Commenting on the achievement, NHS Bedfordshire, Luton and Milton Keynes Integrated Care Board’s chief executive, Felicity Cox said:

“Reducing the number of our residents who have been waiting the longest for their hospital treatment across Bedfordshire, Luton and Milton Keynes is a real achievement. And whilst it is right that we thank our hospital colleagues for all their hard work to date, it is important to recognise that there is still some way to for local health and care services to catch up with the backlogs caused by the Covid-19 pandemic.

“There is no doubt the NHS still faces significant pressures, from the impact caused by Covid admissions, staff absences due to the virus and record demand for ambulances and emergency care. But our commitment remains not just to recover waiting times but doing so by transforming local health and care services through better partnership working.”

A good example of how the NHS has been tackling waiting lists comes from Milton Keynes University Hospital (MKUH) NHS Foundation Trust, which has implemented a mixture of ground-breaking technology and extended operating hours to reduce waiting times while improving patient outcomes.
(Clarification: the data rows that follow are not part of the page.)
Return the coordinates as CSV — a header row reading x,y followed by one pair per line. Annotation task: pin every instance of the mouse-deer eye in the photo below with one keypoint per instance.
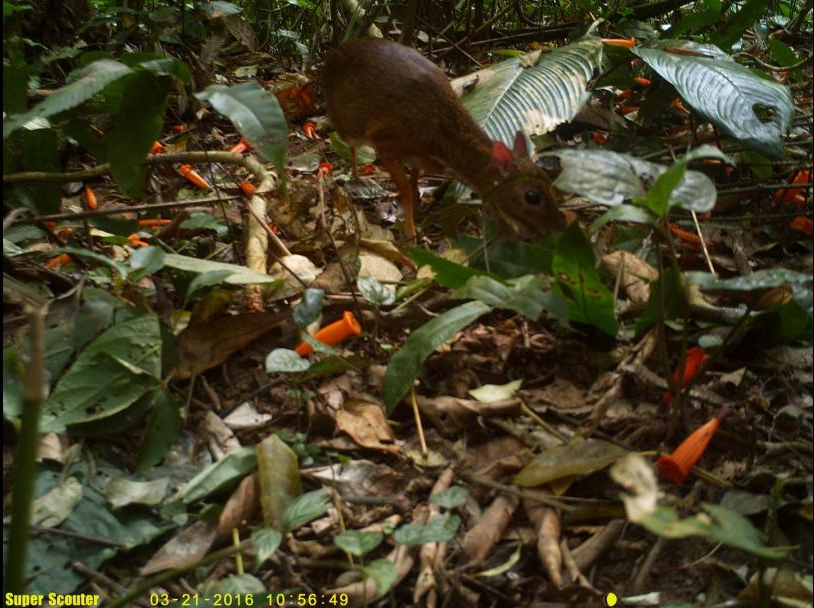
x,y
533,197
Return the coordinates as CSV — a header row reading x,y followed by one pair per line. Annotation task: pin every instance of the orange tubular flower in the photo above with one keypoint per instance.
x,y
247,188
91,198
325,170
241,147
193,177
693,362
676,466
627,43
802,224
333,334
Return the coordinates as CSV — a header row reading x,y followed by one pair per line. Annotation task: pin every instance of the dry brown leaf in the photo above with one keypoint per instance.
x,y
497,457
637,275
451,415
202,347
481,539
220,438
184,549
367,424
547,524
240,508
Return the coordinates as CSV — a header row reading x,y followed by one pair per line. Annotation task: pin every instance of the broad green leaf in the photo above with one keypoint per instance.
x,y
451,497
705,13
139,121
147,260
373,291
161,431
256,114
279,478
578,458
673,300
226,472
610,178
304,508
204,221
237,585
589,301
726,527
285,360
89,82
528,295
447,273
307,311
117,369
511,259
119,267
238,275
383,572
801,284
748,13
204,280
265,542
440,529
33,149
658,195
533,93
405,365
358,543
726,93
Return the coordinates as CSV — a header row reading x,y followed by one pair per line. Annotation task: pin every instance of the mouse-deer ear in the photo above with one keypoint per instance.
x,y
502,158
520,148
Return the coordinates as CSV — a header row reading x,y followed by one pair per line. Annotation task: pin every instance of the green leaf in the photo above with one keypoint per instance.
x,y
204,280
673,299
89,82
307,311
36,149
161,431
119,267
622,213
727,527
528,295
440,529
139,121
578,458
204,221
727,94
358,543
451,497
147,260
589,301
305,508
237,585
746,16
285,360
239,275
509,259
279,479
265,542
405,365
256,114
447,273
218,476
658,195
117,369
383,572
373,291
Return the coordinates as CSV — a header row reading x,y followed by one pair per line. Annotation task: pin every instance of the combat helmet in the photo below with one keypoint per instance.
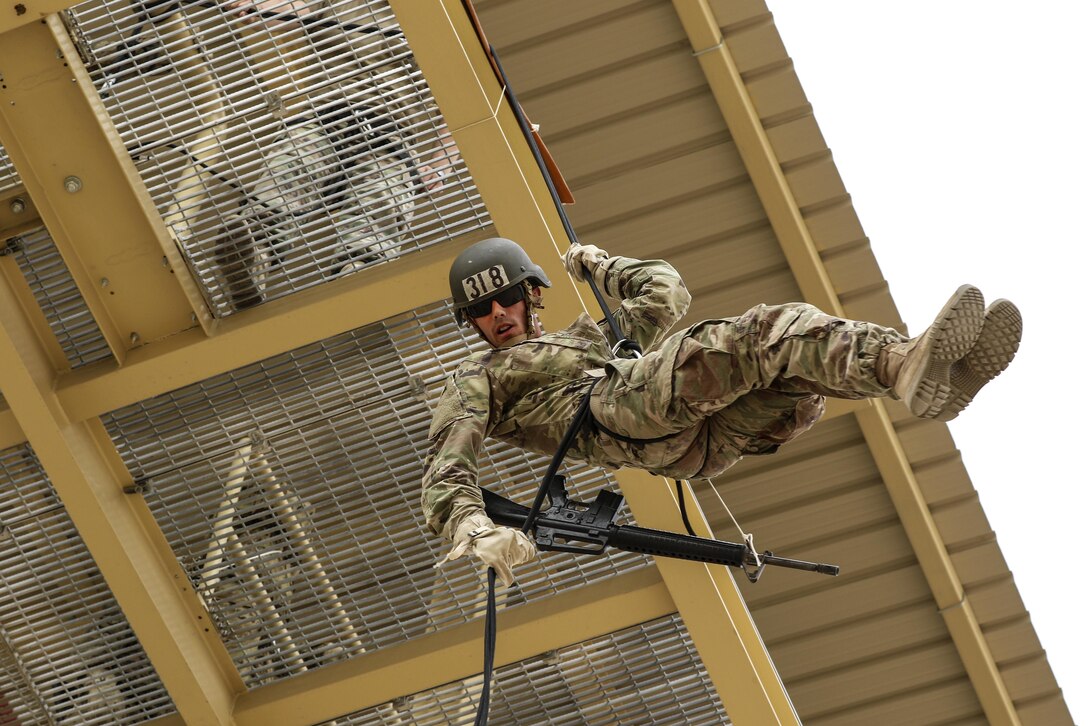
x,y
486,269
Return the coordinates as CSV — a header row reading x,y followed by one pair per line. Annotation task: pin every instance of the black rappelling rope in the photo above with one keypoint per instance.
x,y
581,414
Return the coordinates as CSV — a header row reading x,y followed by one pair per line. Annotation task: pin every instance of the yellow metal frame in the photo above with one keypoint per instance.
x,y
743,121
58,413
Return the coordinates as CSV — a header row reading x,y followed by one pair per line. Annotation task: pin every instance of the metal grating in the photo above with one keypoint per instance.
x,y
60,299
284,147
66,651
648,674
289,491
9,177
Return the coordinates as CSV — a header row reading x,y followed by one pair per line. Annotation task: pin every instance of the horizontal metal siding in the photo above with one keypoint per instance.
x,y
652,181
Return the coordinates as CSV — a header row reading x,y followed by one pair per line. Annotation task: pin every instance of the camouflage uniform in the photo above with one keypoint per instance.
x,y
691,407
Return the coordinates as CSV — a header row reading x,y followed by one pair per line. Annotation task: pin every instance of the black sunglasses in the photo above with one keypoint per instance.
x,y
506,298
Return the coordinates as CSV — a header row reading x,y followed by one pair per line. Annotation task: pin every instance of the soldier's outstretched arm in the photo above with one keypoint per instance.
x,y
453,504
653,296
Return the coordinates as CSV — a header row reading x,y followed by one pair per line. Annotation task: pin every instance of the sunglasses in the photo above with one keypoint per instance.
x,y
506,298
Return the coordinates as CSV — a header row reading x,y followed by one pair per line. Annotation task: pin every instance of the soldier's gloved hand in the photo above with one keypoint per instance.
x,y
502,548
578,257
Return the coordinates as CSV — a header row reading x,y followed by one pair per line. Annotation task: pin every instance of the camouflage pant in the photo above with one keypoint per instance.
x,y
724,389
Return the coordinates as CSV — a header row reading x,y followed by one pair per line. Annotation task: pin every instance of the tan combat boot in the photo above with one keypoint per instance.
x,y
919,369
992,353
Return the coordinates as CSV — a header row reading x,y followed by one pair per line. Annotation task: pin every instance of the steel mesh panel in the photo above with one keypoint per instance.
x,y
66,651
9,177
289,492
648,674
59,298
282,149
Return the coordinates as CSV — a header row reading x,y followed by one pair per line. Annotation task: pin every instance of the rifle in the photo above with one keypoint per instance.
x,y
570,526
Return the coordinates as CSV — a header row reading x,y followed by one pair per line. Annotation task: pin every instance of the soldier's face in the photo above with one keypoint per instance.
x,y
504,325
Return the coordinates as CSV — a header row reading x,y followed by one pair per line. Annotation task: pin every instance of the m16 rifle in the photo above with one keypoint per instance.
x,y
570,526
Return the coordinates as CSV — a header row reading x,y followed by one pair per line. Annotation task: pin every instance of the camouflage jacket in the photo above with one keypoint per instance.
x,y
527,394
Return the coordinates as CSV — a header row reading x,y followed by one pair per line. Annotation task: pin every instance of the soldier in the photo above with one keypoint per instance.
x,y
694,404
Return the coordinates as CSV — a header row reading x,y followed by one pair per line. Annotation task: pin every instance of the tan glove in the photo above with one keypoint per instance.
x,y
502,548
579,256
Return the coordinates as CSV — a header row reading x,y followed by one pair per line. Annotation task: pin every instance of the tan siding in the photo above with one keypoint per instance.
x,y
655,173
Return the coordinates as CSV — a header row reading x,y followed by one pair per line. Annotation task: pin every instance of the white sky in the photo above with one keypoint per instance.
x,y
959,130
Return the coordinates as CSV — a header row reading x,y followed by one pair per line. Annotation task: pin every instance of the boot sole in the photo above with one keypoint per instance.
x,y
951,337
997,345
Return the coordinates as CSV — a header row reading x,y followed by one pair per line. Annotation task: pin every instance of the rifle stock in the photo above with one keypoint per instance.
x,y
569,526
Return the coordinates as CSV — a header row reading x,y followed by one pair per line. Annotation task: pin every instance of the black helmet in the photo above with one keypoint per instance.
x,y
487,268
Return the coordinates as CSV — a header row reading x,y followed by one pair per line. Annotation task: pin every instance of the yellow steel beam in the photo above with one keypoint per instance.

Technology like the Versius Surgical Robot, which saw MKUH become the first hospital in Europe to perform robotic surgery in certain specialties, is helping the hospital to save around 450 bed days a year by utilising minimal access surgery to reduce the recovery time of patients and get them home quicker. The MyMobility App also harnesses the power of technology to help orthopaedic patients recover quicker too, using an app to help them prepare for their operations and then to track their recovery post-op, meaning more beds are free to admit more patients coming in for planned care.

The next target in the national Elective Recovery Plan is to eliminate 78-week waits by April 2023.  To support this work, more resilience is being built into the NHS by recruiting and retaining more staff, as well as expanding our capacity through community diagnostic centres, surgical hubs and virtual wards.

NHS staff will – as always – go above and beyond to provide expert treatment to everyone who needs it and particularly those who have been waiting the longest.  It is crucial, therefore, that people come forward for help if they are concerned about their health.